I am very new to Python and now I am working on a task requiring me to store rows which appears less than k times from a CSV file.
Basically the CSV file has 3 columns. First column is the part I have to consider. So for example if 'a' appeared less than 5 times in that column I need to pick out those records and store them in a new CSV file.
I managed to use panda's df['column name'].value_counts()
to count how many times each row appeared. Now I am stucking at how to actually pick out those less frequent rows and store them. I have some thoughts such as using a for loop to loop through all rows and use if to check whether certain data in the first column appears less than K times. The part I failed to figure out seems to be how to link the frequency count with certain data in that column.
Below is a screenshot of my data file example of my csv data
Any help is much appreciated! thanks guys!
You mentioned pandas, and here is a pandas approach:
import pandas as pd
# create sample data frame
data = [
(1, 2, 3),
(1, 4, 5),
(1, 6, 7),
(9, 10, 11),
(9, 12, 13),
]
df = pd.DataFrame(data, columns=('x', 'y', 'z'))
# keep rows with value in column 'x' appears at most 'ceiling' times
ceiling = 2
low_freq = df['x'].value_counts().loc[lambda x: x <= ceiling].index
# use boolean mask to find rows such that 'x' is in our low_freq list
mask = df['x'].isin(low_freq)
# print results
print(df[mask])
x y z
3 9 10 11
4 9 12 13
# use df[mask].to_csv(...) to write to csv file
UPDATE:
Here is a way to 'take apart' the code above. For example, what is low_freq
? This lets you see each step in the transformation -- so you can modify / extend the approach.
df['x']
df['x'].value_counts()
df['x'].value_counts().loc[lambda x: x <= ceiling]
df['x'].value_counts().loc[lambda x: x <= ceiling].index
UPDATE 2
Evidently the filtering logic is not working as expected.
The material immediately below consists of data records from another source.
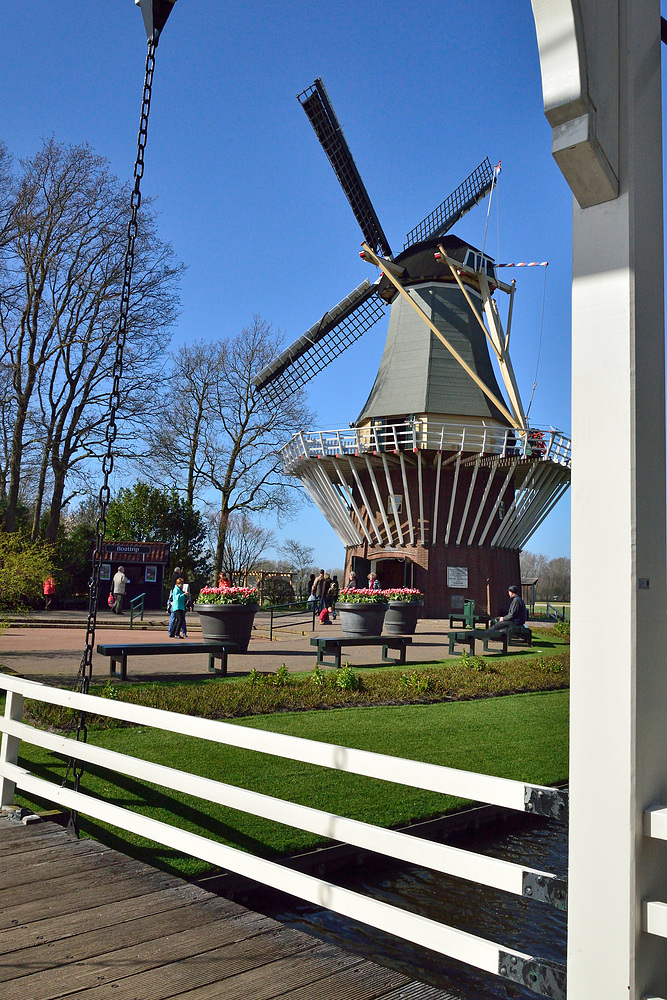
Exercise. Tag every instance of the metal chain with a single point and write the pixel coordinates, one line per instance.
(86, 666)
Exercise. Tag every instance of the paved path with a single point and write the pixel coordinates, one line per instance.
(52, 654)
(78, 919)
(50, 649)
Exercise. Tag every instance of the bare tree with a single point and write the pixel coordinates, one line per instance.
(229, 436)
(245, 542)
(553, 575)
(62, 269)
(299, 559)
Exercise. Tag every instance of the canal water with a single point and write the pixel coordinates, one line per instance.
(526, 925)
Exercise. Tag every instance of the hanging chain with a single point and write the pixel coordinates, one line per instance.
(86, 666)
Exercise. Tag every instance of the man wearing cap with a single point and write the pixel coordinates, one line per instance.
(119, 583)
(517, 614)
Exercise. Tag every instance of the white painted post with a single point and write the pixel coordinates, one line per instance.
(9, 747)
(602, 90)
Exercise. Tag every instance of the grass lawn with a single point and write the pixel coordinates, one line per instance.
(521, 736)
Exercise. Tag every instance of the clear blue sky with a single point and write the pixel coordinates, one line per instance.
(246, 195)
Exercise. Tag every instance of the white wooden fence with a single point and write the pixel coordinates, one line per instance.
(542, 977)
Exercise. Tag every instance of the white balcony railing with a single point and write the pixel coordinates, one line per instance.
(431, 435)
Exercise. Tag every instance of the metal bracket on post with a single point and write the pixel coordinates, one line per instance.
(155, 14)
(549, 980)
(554, 803)
(546, 889)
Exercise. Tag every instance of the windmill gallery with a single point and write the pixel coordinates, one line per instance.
(439, 482)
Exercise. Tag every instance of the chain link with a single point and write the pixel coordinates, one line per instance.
(86, 666)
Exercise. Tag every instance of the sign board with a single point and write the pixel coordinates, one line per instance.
(457, 576)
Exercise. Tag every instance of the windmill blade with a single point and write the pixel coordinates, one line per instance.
(315, 102)
(466, 196)
(322, 343)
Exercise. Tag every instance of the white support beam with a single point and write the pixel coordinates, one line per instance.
(353, 504)
(406, 494)
(436, 502)
(560, 492)
(601, 72)
(452, 499)
(392, 499)
(378, 497)
(534, 503)
(420, 485)
(482, 503)
(499, 500)
(520, 494)
(471, 489)
(364, 498)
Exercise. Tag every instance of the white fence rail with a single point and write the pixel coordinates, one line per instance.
(416, 435)
(542, 977)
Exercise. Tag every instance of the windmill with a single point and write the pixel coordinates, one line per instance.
(439, 482)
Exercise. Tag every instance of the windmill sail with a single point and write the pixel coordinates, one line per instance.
(322, 343)
(466, 196)
(315, 102)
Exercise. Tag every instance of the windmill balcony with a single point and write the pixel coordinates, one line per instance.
(427, 434)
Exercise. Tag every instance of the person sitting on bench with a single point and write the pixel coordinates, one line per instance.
(517, 614)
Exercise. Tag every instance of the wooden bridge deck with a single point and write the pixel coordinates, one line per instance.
(78, 919)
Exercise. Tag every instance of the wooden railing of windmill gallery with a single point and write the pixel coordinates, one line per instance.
(542, 888)
(431, 435)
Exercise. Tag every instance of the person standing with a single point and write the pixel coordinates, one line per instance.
(516, 615)
(49, 589)
(332, 597)
(320, 589)
(177, 620)
(119, 583)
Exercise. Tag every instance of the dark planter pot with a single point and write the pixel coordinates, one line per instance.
(361, 619)
(402, 617)
(227, 623)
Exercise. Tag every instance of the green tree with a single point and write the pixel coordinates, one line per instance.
(24, 565)
(144, 513)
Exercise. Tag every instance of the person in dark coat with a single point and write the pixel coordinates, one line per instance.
(320, 586)
(516, 615)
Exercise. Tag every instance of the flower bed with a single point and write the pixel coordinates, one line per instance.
(228, 595)
(406, 594)
(365, 596)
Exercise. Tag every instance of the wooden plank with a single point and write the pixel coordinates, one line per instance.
(115, 871)
(41, 927)
(119, 929)
(208, 970)
(59, 865)
(122, 886)
(128, 934)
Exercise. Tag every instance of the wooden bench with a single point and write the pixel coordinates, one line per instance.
(520, 635)
(119, 652)
(326, 646)
(468, 623)
(468, 637)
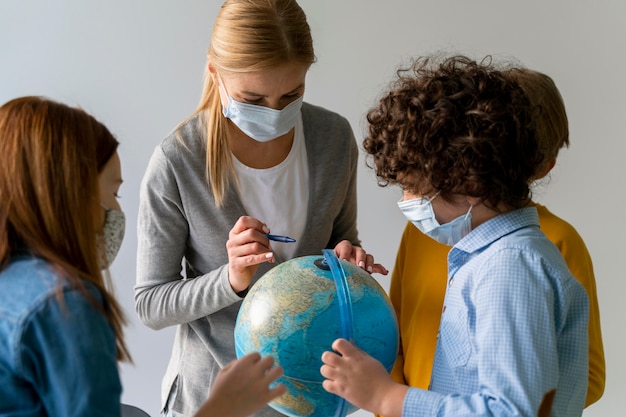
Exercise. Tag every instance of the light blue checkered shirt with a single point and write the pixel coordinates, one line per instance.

Let's try a different approach:
import pandas as pd
# create sample data frame
data = [(0, 1, 2, ), (1, 1, 4, ), (2, 1, 6, ),
(3, 9, 10,), (4, 9, 12,), (5, 7, 21,)]
df = (pd.DataFrame(data, columns=('pos_id', 'device_id', 'base_mac'))
.set_index('pos_id'))
Now use groupby()
to count the number of occurrences of each device_id
. This count goes into a new column.
df['dev_id_count'] = (df.groupby('device_id')['device_id']
.transform('count'))
print(df)
device_id base_mac dev_id_count
pos_id
0 1 2 3
1 1 4 3
2 1 6 3
3 9 10 2
4 9 12 2
5 7 21 1
The last step is to filter based on this new column:
mask = df['dev_id_count'] <= 2
print(df[mask])
# output not shown, to save space